KOMMUNISTISCHE PARTEI ÖSTERREICHS

KPÖ und Stalin-Opfer



Mit der Unterstützung des Bundesvorstandes der österreichischen Kommunistischen Partei (KPÖ) veröffentlichten der ehemalige Bundesvorsitzende Franz Muhri und der aktuelle Parteivorsitzende Walter Baier ein Buch über östereichische Stalin-Opfer aus der eigenen Partei. Ein in und ausserhalb der Partei viel beachtetes Buch.

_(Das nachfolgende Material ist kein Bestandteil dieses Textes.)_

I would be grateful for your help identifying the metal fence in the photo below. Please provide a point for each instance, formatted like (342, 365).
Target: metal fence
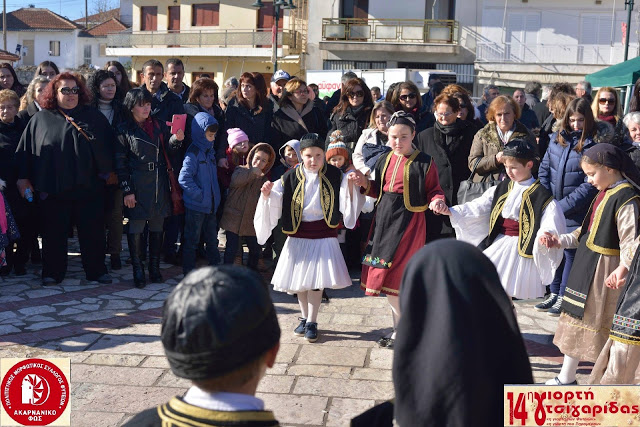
(390, 30)
(552, 54)
(212, 38)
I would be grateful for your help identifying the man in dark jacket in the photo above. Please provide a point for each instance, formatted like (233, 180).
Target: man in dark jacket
(164, 105)
(174, 76)
(278, 80)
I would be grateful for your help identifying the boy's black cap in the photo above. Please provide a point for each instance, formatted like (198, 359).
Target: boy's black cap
(217, 320)
(311, 140)
(521, 149)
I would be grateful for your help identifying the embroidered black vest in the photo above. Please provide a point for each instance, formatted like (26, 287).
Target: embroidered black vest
(603, 238)
(534, 200)
(413, 179)
(293, 182)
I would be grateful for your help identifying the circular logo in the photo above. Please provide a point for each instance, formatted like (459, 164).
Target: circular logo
(35, 392)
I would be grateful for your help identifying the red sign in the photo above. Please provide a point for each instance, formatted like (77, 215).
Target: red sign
(35, 392)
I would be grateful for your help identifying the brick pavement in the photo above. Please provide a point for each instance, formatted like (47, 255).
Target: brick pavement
(111, 333)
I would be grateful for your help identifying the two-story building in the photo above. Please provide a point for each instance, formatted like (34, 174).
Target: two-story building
(218, 37)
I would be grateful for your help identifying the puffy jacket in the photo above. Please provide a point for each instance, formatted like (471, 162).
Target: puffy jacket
(351, 124)
(560, 173)
(198, 176)
(244, 193)
(142, 169)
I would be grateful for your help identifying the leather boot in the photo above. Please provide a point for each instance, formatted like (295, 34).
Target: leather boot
(135, 243)
(155, 248)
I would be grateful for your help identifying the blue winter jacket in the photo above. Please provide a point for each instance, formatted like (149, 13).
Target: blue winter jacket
(198, 176)
(560, 173)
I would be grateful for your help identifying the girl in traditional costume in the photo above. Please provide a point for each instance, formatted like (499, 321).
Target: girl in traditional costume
(406, 183)
(606, 245)
(505, 221)
(312, 199)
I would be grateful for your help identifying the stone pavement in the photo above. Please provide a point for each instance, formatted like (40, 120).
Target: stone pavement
(111, 334)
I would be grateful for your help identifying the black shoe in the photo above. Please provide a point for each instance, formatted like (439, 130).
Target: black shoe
(135, 241)
(116, 263)
(300, 330)
(155, 248)
(105, 279)
(555, 310)
(311, 332)
(19, 270)
(547, 303)
(49, 281)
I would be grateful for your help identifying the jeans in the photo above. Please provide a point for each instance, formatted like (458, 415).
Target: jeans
(197, 223)
(233, 240)
(562, 273)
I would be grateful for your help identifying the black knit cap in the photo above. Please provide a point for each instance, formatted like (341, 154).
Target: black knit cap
(217, 320)
(311, 140)
(520, 149)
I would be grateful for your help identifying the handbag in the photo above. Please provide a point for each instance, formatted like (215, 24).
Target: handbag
(177, 204)
(470, 190)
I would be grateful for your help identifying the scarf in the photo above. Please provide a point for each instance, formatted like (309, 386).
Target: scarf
(475, 349)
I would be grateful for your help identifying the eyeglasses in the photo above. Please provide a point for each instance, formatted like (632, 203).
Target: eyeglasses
(409, 96)
(69, 90)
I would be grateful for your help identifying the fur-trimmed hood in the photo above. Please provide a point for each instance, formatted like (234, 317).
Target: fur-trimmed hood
(489, 133)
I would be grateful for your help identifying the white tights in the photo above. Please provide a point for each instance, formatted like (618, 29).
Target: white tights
(310, 304)
(394, 302)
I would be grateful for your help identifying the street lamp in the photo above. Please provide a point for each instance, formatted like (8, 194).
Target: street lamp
(277, 6)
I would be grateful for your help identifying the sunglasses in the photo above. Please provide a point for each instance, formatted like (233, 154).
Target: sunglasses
(409, 96)
(70, 90)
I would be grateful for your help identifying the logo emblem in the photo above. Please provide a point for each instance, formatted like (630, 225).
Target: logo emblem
(35, 392)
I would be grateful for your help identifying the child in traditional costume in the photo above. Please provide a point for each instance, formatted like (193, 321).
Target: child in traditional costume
(406, 183)
(312, 199)
(606, 245)
(506, 220)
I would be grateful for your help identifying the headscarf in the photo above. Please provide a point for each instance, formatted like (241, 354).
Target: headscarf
(458, 341)
(613, 157)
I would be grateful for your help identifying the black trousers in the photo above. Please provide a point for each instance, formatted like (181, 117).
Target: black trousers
(57, 215)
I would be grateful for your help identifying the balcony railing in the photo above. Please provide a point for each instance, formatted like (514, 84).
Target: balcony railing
(421, 31)
(208, 38)
(551, 54)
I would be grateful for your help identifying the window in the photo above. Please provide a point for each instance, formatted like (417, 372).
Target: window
(205, 15)
(54, 48)
(87, 54)
(148, 18)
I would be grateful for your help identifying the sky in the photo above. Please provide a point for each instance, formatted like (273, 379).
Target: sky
(71, 9)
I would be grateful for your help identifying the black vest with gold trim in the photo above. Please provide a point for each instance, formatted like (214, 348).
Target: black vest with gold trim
(413, 179)
(603, 238)
(293, 181)
(534, 200)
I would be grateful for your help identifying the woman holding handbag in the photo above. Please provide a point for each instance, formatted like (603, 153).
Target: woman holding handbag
(142, 165)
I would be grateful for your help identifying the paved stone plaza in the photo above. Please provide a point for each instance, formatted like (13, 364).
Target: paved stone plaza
(111, 334)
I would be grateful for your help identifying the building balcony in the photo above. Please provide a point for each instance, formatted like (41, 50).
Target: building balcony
(579, 54)
(228, 43)
(390, 35)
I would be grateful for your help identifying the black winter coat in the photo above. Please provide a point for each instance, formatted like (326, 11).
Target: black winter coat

Die KPÖ ist eine Mini-Organisation, die aufgrund von Geldquellen, die während der Besatzungszeit aus den unter sowjetischer Verwaltung stehenden Industriebetrieben und später aus Osthandelsgeschäften erschlossen wurden, über ein millionenschweres Firmenimperium verfügt (auf dessen finanzielle Erträge jedoch durch schikanöse Prozessführung der Deutschen Treuhandgesellschaft nicht zugegriffen werden kann). Diese Struktur begünstigt einen ideologischen Konservativismus. Einer der Hauptstreitpunkte zwischen den zur «Öffnung tendierenden» und den «orthodoxen» Kräften in der Partei war und ist dabei nicht zufällig die Frage der Opfer der stalinistischen Säuberungen in der ehemaligen Sowjetunion: Denn trotz oder gerade wegen ihrer Kleinheit waren österreichischen Kommunisten überproportional im Apparat der Kommunistischen Internationale vertreten. Und die mit Unterstützung der KPÖ und der Roten Hilfe in die UdSSR geflüchteten Schutzbündler bildeten mit ihren Familien die grösste Opfergruppe: Von den etwa 750 Emigranten aus den Reihen der Februarkämpfer 1934 kehrten bis zum Jahr 1941 200-220 in ihre faschistisch regierte Heimat zurück. 160 meldeten sich zu den International Brigaden. Mindestens 190 verhaftete der NKWD (bei hundert zusätzliche Fällen ist das Schicksal unbekannt).
Selbst nach dem Zusammenbruch der sozialistischen Staaten dauerte es deshalb volle zwei Jahre bis - unter dem Druck von linken Kräften, die sich in einer «Memorial»-Gruppe sammelten - das Bildungsreferat der KPÖ 1991 eine parteioffizielle Publikation unter dem bezeichnenden Titel «Spät aber doch» publizierte. In dem folgenden Jahrzehnt arbeiteten Wissenschaftlerinnen die Thematik auf. Die Partei selbst hüllte sich in betretenes Schweigen. Erst heuer hat sich die KPÖ - vielleicht auch unter dem Eindruck eines weiterer Verluste bei den Nationalratswahlen 1999 - entschlossen, «auf die lange Bank geschobenen Parteiprobleme einer offenen Aufarbeitung zuzuführen» (Vorsitzender Walter Baier).

Stalin und wir

Das zu diesem Zweck publizierte Buch fand in der österreichischen Presse weithin Beachtung. Der Band besteht im wesentlichen aus einer Liste rehabilitierterund nicht-rehabilitierter Stalin-Opfer in der ehemaligen UdSSR. Im Anhang dazu versucht der ehemalige und zwischenzeitlich verstorbene Parteivorsitzende Franz Muhri zu beweisen, dass «das ganze Ausmass der Repression [in der UdSSR] weder in der Partei noch in der Bevölkerung allgemein bekannt war». Von solchen Rechtfertigungen hebt sich der Beitrag des jetzigen Parteivorsitzenden wohltuend ab. Er liefert eine auf weite Strecken beachtenswerte theoretische Analyse über Aufstieg und Niedergang des Stalinismus, verknüpft mit einer klaren politischen Positionierung: «Stalinismus ist ein Exzess der Macht, der nicht auf die Aufgaben der Erziehungsdiktatur gründete»; «Stalinismus bedeutet (...) systematisch praktizierter Anti-Kommunismus»; «Wo immer das stalinistische Prinzip sich im kommunistischen Diskurs bemerkbar macht, repräsentierte es die zerstörerischen beziehungsweise selbstzerstörerischen Kräfte der Linken».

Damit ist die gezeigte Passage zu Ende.